Asiento en silencio. Razón no le falta, pero eso no me impide odiarle.

Con besos y caricias trato de despertar a mi sobrino para que entone el estómago con algo caliente. La sopa luce bien aunque al cucharón le haya pegado la baba del patán.

—Jasman, amor, vamos a comer. —Le rozo la trompita con mi nariz.— Un beso de esquimal para mi hombrecito...

El niño apenas lanza un quejido pidiéndome que le deje en paz. Ha sido mucho estrés para un solo día. Primero, se ha cansado jugueteando en el jardín y, después, nuestras vidas se han puesto de cabeza.

—Hay que comerse toda la papa, bebé —insisto.

—Soy un niño grande, no un bebé. —Protesta sin moverse. De repente se incorpora de golpe, abre muy grande sus ojazos azules y chilla: —Tía, tuve una pesadilla muy, muy fea. Unos hombres malos nos hacían daño y nos llevaban lejos de la casa.

Me mira fijamente, esperando que le invente una historia fantástica, pero ni mis palabras más mágicas serían capaces de convertir las paredes de piedra que nos rodean en las de la mansión familiar, ni a los malvados bandidos en nuestros guardias.

—Es que... —Tartamudeo sin hallar una respuesta.

¿Cómo podría mentir a la persona que más amo en este mundo?

El niño echa un vistazo alrededor mientras las lágrimas corren por su rostro.
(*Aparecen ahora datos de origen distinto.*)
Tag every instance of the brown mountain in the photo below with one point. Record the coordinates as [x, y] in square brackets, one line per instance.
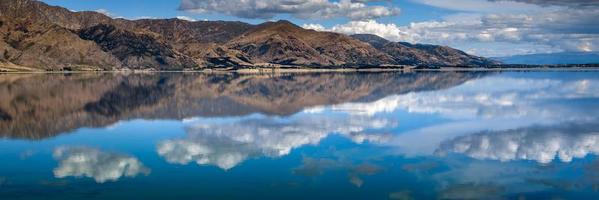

No hay que ser un adulto para comprender que esta pesadilla es real.

—¿Volveré a ver a mi mamá?

El llanto de Jasman saca, fuera de mí, las lágrimas que he tratado de contener durante horas. Abrazados, lloramos juntos hasta que el niño se vuelve a quedar dormido y le llevo cargado a la cama. Allí, le acomodo entre las sábanas y me tiro a su lado.

Prefiero quedarme sin comer. La sopa no me pasaría por el nudo que se me ha hecho en la garganta.

Solo anhelo dormir en paz, cerrar los ojos en busca del descanso.... pero no lo alcanzo.